Exercise 1

Extend the given Zuker recursions towards the folding of an alignment of K sequences similar to RNAalifold.

For the matrix \(W\),

Init: \(W_{ij} = 0\), with \(i+m\geq j\)

Recursion for entries \(W_{ij}\), with \(i+m < j\): \[ W_{ij} = \min \begin{cases} W_{i{j-1}}\\ W_{i+1{j}}\\ V_{ij}\\ \end{cases} \]

For the matrix \(V\):

Init: \(V_{ij} = \infty\), with \(i+m\geq j\)
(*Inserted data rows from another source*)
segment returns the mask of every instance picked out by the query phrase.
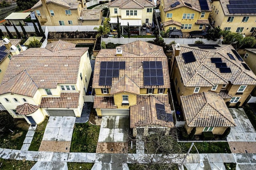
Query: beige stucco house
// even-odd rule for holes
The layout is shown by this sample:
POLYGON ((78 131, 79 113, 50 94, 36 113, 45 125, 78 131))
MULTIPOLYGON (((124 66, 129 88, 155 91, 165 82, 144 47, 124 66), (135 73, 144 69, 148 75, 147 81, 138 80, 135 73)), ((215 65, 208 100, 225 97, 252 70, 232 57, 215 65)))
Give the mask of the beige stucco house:
POLYGON ((46 117, 80 117, 92 68, 88 48, 59 40, 12 57, 0 102, 14 118, 39 124, 46 117))

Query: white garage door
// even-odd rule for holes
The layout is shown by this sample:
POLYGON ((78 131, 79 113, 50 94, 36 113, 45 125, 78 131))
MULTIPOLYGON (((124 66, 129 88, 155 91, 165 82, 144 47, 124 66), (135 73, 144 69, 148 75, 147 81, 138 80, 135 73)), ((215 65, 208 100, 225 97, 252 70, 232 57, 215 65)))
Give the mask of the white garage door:
POLYGON ((129 110, 101 109, 102 116, 129 116, 129 110))
POLYGON ((73 110, 46 110, 50 116, 76 116, 73 110))

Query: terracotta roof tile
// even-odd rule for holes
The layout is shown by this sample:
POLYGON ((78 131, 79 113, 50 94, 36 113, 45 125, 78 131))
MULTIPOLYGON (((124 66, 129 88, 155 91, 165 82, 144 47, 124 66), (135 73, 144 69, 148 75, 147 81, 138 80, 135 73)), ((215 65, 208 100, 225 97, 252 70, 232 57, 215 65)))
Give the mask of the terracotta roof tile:
POLYGON ((44 97, 40 107, 50 108, 77 108, 79 102, 78 93, 61 93, 59 97, 44 97))
POLYGON ((181 96, 186 121, 189 127, 236 126, 223 99, 208 92, 181 96))

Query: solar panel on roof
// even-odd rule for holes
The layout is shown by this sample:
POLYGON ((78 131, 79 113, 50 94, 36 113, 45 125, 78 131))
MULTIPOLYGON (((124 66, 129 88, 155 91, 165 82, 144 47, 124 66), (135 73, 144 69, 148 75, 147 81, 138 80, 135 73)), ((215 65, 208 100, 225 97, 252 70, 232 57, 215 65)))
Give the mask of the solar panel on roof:
POLYGON ((185 60, 185 63, 191 63, 196 61, 195 56, 192 51, 183 53, 182 57, 183 57, 184 60, 185 60))
POLYGON ((211 58, 211 61, 212 63, 222 63, 221 58, 211 58))
POLYGON ((242 58, 242 57, 241 57, 241 56, 240 56, 239 54, 238 54, 237 53, 236 51, 234 49, 231 49, 231 50, 232 51, 232 52, 233 52, 235 54, 235 55, 236 55, 236 58, 237 58, 237 59, 240 61, 244 61, 243 59, 242 58))
POLYGON ((242 63, 242 65, 243 65, 243 66, 244 66, 244 68, 245 69, 247 69, 247 70, 251 70, 250 69, 250 68, 249 67, 248 67, 248 65, 247 65, 245 63, 242 63))
POLYGON ((235 59, 235 58, 234 57, 234 56, 232 54, 230 53, 227 53, 227 54, 228 54, 228 57, 229 57, 231 59, 234 59, 234 60, 236 60, 236 59, 235 59))

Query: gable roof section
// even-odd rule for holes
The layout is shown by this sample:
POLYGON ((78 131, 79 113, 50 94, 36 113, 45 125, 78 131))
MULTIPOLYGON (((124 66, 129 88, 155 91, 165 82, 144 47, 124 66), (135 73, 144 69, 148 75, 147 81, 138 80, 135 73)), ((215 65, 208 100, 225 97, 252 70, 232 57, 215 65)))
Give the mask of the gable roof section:
MULTIPOLYGON (((168 122, 157 119, 156 103, 163 104, 154 97, 148 96, 136 105, 131 106, 130 127, 134 128, 153 125, 174 127, 173 122, 168 122)), ((164 107, 167 114, 170 114, 170 107, 166 105, 164 107)))
POLYGON ((189 127, 234 127, 236 126, 223 99, 218 94, 203 92, 181 96, 189 127))
POLYGON ((123 92, 140 95, 140 87, 126 75, 112 85, 110 95, 123 92))

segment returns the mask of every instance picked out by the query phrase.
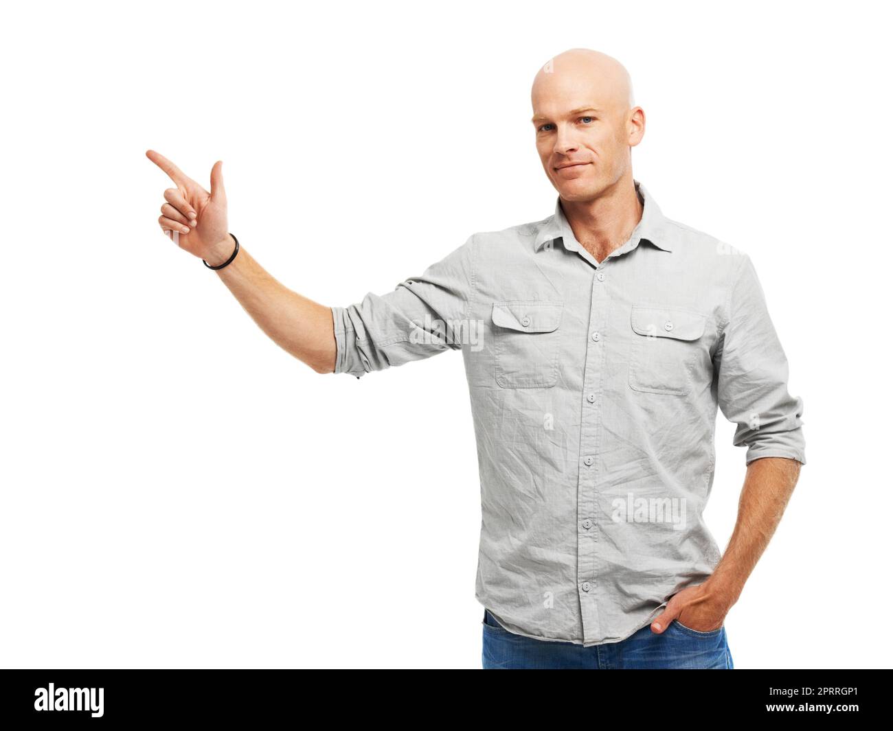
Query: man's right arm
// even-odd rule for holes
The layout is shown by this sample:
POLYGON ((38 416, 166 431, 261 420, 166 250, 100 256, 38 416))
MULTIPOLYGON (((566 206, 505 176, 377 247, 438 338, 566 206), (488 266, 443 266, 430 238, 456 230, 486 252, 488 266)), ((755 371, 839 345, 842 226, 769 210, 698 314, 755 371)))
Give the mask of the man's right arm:
MULTIPOLYGON (((181 249, 211 266, 226 262, 236 242, 227 228, 222 162, 211 170, 208 192, 154 150, 146 157, 168 174, 176 187, 164 191, 162 230, 181 249)), ((332 310, 292 292, 239 247, 236 258, 217 275, 257 325, 278 345, 317 373, 335 370, 337 344, 332 310)))
MULTIPOLYGON (((232 254, 235 241, 228 236, 214 247, 212 265, 232 254), (223 249, 229 248, 224 252, 223 249)), ((251 319, 280 347, 317 373, 335 370, 335 328, 330 307, 293 292, 277 280, 239 246, 231 263, 217 270, 223 284, 251 319)))
MULTIPOLYGON (((162 230, 180 248, 210 266, 227 262, 236 242, 227 228, 222 163, 211 170, 211 192, 170 160, 146 156, 177 185, 164 191, 162 230)), ((373 370, 430 358, 464 343, 475 345, 480 328, 469 317, 473 295, 475 237, 421 276, 391 292, 368 293, 347 307, 326 307, 293 292, 261 267, 244 248, 217 275, 255 323, 283 350, 317 373, 373 370)), ((476 349, 476 348, 475 348, 476 349)))

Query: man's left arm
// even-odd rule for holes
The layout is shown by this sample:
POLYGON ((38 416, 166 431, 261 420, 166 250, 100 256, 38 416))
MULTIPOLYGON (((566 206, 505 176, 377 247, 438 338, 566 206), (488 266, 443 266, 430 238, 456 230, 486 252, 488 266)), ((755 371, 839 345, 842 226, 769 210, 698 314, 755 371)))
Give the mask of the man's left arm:
POLYGON ((750 257, 739 255, 714 355, 720 409, 738 424, 732 443, 747 448, 738 520, 710 577, 675 594, 655 618, 652 629, 658 633, 676 619, 702 632, 722 625, 781 519, 801 464, 806 463, 803 400, 788 391, 788 361, 763 288, 750 257))

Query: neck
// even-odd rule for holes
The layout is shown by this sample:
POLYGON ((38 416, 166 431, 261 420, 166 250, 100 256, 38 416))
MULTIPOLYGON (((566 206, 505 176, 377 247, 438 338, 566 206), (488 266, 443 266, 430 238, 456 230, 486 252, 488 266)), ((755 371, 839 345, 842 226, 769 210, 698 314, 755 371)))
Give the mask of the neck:
POLYGON ((580 245, 599 263, 630 239, 645 210, 631 175, 593 200, 563 198, 561 206, 580 245))

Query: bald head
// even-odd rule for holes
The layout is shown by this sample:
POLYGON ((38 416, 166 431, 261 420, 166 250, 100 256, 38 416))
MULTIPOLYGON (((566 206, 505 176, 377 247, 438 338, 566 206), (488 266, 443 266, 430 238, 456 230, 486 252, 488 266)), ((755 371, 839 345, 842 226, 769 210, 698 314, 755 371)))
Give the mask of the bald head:
POLYGON ((534 110, 538 96, 548 96, 569 85, 610 103, 616 112, 625 112, 636 105, 632 79, 622 63, 591 48, 571 48, 549 59, 534 78, 530 90, 534 110))
POLYGON ((537 151, 563 200, 591 201, 618 185, 632 190, 631 148, 645 134, 645 112, 622 63, 571 48, 539 70, 530 101, 537 151))

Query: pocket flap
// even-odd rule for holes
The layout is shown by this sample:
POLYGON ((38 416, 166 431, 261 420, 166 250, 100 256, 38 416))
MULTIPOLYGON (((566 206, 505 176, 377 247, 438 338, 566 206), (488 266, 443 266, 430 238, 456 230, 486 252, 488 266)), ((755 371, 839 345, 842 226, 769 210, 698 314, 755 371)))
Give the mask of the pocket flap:
POLYGON ((652 337, 697 340, 704 335, 706 315, 692 310, 633 305, 632 329, 652 337))
POLYGON ((563 303, 495 302, 493 324, 524 333, 550 333, 558 328, 563 303))

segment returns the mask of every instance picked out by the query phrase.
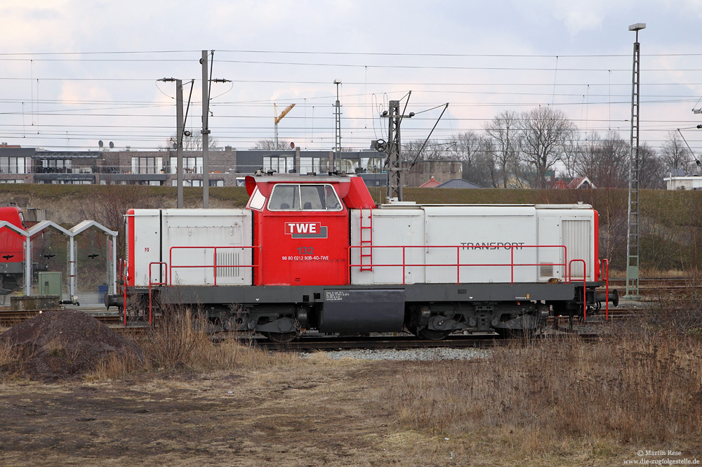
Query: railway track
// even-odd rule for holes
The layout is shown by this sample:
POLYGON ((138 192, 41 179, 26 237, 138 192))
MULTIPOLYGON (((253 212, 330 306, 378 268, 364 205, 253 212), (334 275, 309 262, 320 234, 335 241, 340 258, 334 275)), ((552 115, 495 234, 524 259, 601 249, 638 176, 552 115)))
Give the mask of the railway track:
POLYGON ((349 338, 305 337, 286 343, 272 342, 264 338, 242 339, 243 345, 250 345, 274 351, 317 351, 345 350, 404 350, 417 348, 484 348, 510 343, 523 343, 544 339, 577 337, 585 340, 601 338, 604 334, 597 332, 550 332, 538 334, 529 339, 504 338, 494 334, 449 336, 441 341, 427 341, 412 336, 378 336, 349 338))
MULTIPOLYGON (((625 279, 610 279, 609 288, 618 289, 623 295, 625 279)), ((685 290, 702 289, 702 281, 691 277, 649 277, 639 279, 639 294, 643 296, 669 295, 685 290)))

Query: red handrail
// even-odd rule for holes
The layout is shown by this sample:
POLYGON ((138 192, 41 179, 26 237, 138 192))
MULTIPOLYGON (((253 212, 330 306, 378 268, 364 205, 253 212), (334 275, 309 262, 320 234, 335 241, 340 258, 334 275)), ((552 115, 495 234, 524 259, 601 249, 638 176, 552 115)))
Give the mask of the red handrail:
MULTIPOLYGON (((171 246, 171 249, 170 249, 170 250, 168 251, 168 262, 169 262, 170 265, 167 266, 168 268, 171 270, 171 274, 169 275, 170 277, 171 277, 171 282, 168 284, 168 285, 173 285, 173 270, 174 268, 213 268, 213 275, 214 275, 214 285, 216 286, 217 285, 217 268, 258 268, 258 267, 260 267, 260 265, 258 265, 258 264, 217 265, 217 250, 218 250, 218 249, 251 249, 253 250, 253 249, 254 249, 254 248, 257 248, 257 249, 260 249, 260 246, 258 246, 258 245, 253 245, 253 246, 244 246, 244 245, 241 245, 241 246, 171 246), (206 249, 206 250, 212 249, 212 250, 214 250, 214 255, 213 255, 214 256, 214 259, 213 259, 213 264, 212 265, 174 265, 173 263, 173 250, 176 250, 176 249, 201 249, 201 249, 206 249)), ((253 261, 252 261, 252 263, 253 263, 253 261)))
POLYGON ((606 298, 604 299, 604 320, 607 321, 609 320, 609 260, 605 258, 602 261, 602 268, 604 269, 604 265, 607 265, 607 268, 605 270, 607 272, 603 274, 604 276, 604 291, 606 294, 606 298))
MULTIPOLYGON (((361 248, 382 248, 382 249, 402 249, 402 263, 390 263, 390 264, 376 264, 372 263, 370 265, 371 268, 402 268, 402 284, 405 284, 405 270, 407 268, 420 268, 420 267, 432 267, 432 268, 456 268, 456 284, 461 283, 461 268, 462 267, 509 267, 510 272, 510 281, 512 283, 515 282, 515 267, 522 267, 522 266, 541 266, 541 265, 551 265, 551 266, 563 266, 565 268, 567 265, 568 261, 568 251, 564 245, 499 245, 498 246, 485 246, 484 245, 372 245, 372 246, 360 246, 360 245, 350 245, 348 249, 348 261, 349 261, 349 273, 348 273, 348 282, 351 282, 351 268, 361 268, 364 265, 368 266, 369 265, 363 265, 362 261, 360 264, 354 264, 352 261, 351 254, 354 249, 361 249, 361 248), (430 263, 421 263, 421 264, 407 264, 406 263, 406 251, 408 248, 455 248, 456 249, 456 261, 455 263, 447 263, 447 264, 430 264, 430 263), (509 263, 461 263, 461 249, 509 249, 510 250, 510 261, 509 263), (563 249, 563 263, 515 263, 515 249, 524 249, 524 248, 562 248, 563 249)), ((580 260, 583 261, 583 260, 580 260)), ((583 261, 584 262, 584 261, 583 261)), ((566 276, 565 278, 567 279, 568 277, 566 276)))
POLYGON ((583 263, 583 322, 587 322, 588 321, 588 299, 585 295, 586 287, 588 287, 587 282, 585 282, 588 279, 588 274, 586 268, 588 264, 585 262, 584 259, 571 259, 570 263, 568 263, 568 275, 570 277, 569 283, 573 282, 573 263, 583 263))

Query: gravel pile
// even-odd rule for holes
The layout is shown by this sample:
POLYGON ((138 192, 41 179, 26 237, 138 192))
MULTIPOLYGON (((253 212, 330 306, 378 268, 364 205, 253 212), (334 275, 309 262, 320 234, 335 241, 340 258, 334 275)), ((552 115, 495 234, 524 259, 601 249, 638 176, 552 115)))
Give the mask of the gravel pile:
MULTIPOLYGON (((489 350, 476 348, 416 348, 404 350, 393 349, 357 349, 326 352, 335 360, 355 358, 360 360, 468 360, 483 358, 489 355, 489 350)), ((312 354, 303 353, 303 358, 312 354)))
POLYGON ((82 311, 45 311, 0 334, 14 359, 0 374, 20 374, 44 381, 76 379, 111 355, 143 359, 131 341, 82 311))

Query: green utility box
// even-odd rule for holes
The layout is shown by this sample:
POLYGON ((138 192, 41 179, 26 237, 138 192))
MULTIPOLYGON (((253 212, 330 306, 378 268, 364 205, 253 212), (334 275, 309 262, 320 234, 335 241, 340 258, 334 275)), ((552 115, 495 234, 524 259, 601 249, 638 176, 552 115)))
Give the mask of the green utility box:
POLYGON ((39 295, 58 295, 62 300, 61 273, 39 272, 39 295))

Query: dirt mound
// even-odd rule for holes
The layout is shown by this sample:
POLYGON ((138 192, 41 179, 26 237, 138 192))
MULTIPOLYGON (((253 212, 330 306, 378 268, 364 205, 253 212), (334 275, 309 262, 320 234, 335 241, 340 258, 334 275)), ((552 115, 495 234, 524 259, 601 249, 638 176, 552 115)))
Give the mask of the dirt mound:
POLYGON ((74 379, 111 354, 143 360, 141 349, 81 311, 46 311, 0 334, 15 358, 0 371, 45 381, 74 379))

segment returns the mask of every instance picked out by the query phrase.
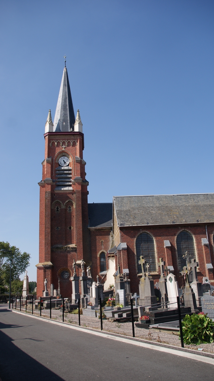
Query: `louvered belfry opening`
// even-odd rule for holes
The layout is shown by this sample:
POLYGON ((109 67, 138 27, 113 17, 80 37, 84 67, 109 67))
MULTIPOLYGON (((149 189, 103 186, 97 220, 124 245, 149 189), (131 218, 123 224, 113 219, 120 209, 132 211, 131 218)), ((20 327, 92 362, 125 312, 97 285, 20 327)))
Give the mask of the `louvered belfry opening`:
POLYGON ((69 190, 72 189, 71 167, 60 166, 56 169, 56 190, 69 190))

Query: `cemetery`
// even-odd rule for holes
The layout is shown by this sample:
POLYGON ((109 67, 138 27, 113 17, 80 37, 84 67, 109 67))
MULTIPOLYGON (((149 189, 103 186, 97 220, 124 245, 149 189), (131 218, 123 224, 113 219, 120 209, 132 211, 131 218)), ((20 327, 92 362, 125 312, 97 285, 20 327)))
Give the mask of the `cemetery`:
POLYGON ((160 280, 154 285, 149 264, 141 256, 139 294, 131 293, 127 274, 120 274, 118 269, 115 287, 106 297, 99 277, 95 282, 88 268, 86 275, 83 261, 81 277, 77 276, 73 263, 72 298, 62 297, 59 281, 58 289, 53 288, 50 295, 45 279, 43 296, 34 300, 29 295, 26 273, 22 299, 13 301, 12 308, 70 324, 214 353, 214 287, 208 277, 203 283, 199 282, 195 259, 187 252, 184 258, 186 264, 181 273, 185 286, 181 289, 161 258, 160 280))

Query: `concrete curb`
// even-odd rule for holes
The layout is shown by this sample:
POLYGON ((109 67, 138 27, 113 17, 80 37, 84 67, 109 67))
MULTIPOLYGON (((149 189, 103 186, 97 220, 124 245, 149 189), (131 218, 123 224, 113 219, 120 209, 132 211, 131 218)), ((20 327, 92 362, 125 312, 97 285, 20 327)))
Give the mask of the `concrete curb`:
POLYGON ((93 329, 92 328, 89 328, 88 327, 85 328, 84 327, 82 327, 78 325, 77 326, 74 324, 71 324, 69 323, 63 323, 62 322, 61 322, 56 320, 52 320, 46 317, 40 317, 40 316, 35 316, 35 315, 29 314, 22 311, 20 312, 20 311, 11 309, 9 310, 9 308, 7 309, 8 311, 11 311, 16 314, 19 314, 26 316, 28 316, 29 317, 32 317, 35 319, 37 319, 46 322, 47 323, 50 323, 52 324, 56 324, 61 327, 64 327, 67 328, 71 328, 72 329, 75 329, 77 330, 80 331, 81 332, 86 332, 87 333, 95 335, 97 336, 105 338, 106 338, 111 339, 112 339, 116 340, 117 341, 126 343, 127 344, 132 344, 133 345, 137 345, 139 346, 147 348, 155 351, 159 351, 167 353, 170 353, 171 354, 175 355, 177 356, 180 356, 182 357, 185 357, 192 360, 196 360, 197 361, 201 361, 203 362, 211 364, 212 365, 214 365, 214 355, 211 353, 200 353, 200 354, 198 354, 196 351, 193 349, 188 349, 187 348, 182 348, 180 347, 176 347, 175 346, 168 345, 167 344, 163 344, 162 343, 159 344, 159 343, 155 343, 153 341, 151 342, 149 340, 135 338, 129 337, 128 338, 127 338, 127 336, 124 336, 122 335, 111 333, 110 332, 103 331, 97 331, 97 330, 93 329), (152 344, 151 344, 151 343, 152 344))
Recursion for entries \(V_{ij}\), with \(i+m < j\): \[ V_{ij} = \min \begin{cases} eH(i,j)\\ V_{i+1{j-1}} + eS(i,j)\\ min_{\substack{i<i^{'}<j^{'}<j,\\i^{'}-i+j-j^{'}>2}}V_{i^{'}{j^{'}}}+eL(i,j,i^{'},j^{'})\\ \end{cases} \]

Hide
Solution
  • adding conservation score \(\gamma\), weight \(\beta\) and sum that loops over all k sequences of the alignment.

\[ V_{ij} = \beta \gamma (ij) + \min \begin{cases} \sum_{1 \leq l \leq K} eH(i,j, S_{l})\\ V_{i+1{j-1}} + \sum_{1 \leq l \leq K} eS(i,j, S_{l})\\ min_{\substack{i<i^{'}<j^{'}<j,\\i^{'}-i+j-j^{'}>2}}V_{i^{'}{j^{'}}}+ \sum_{1 \leq l \leq K} eL(i,j,i^{'},j^{'}, S_{l})\\ \end{cases} \]

Exercise 2

Consider the following alignment that is used as input for RNAalifold. No minimal loop length is given.

AAGUUUCG
AAGCUUCG
AAC-AUG-

2.1

Compute the following conservation scores.

\[ \begin{align*} \gamma(1,6) &= \\ \gamma(2,5) &= \\ \gamma(3,7) &= \\ \gamma(4,8) &= \\ \gamma(7,8) &= \end{align*} \]

Hide
Formula

\[ \begin{align*} h(x,y)= \begin{cases} 1 & x \neq y\\ \\ 0 & x=y\\ \end{cases} \end{align*} \]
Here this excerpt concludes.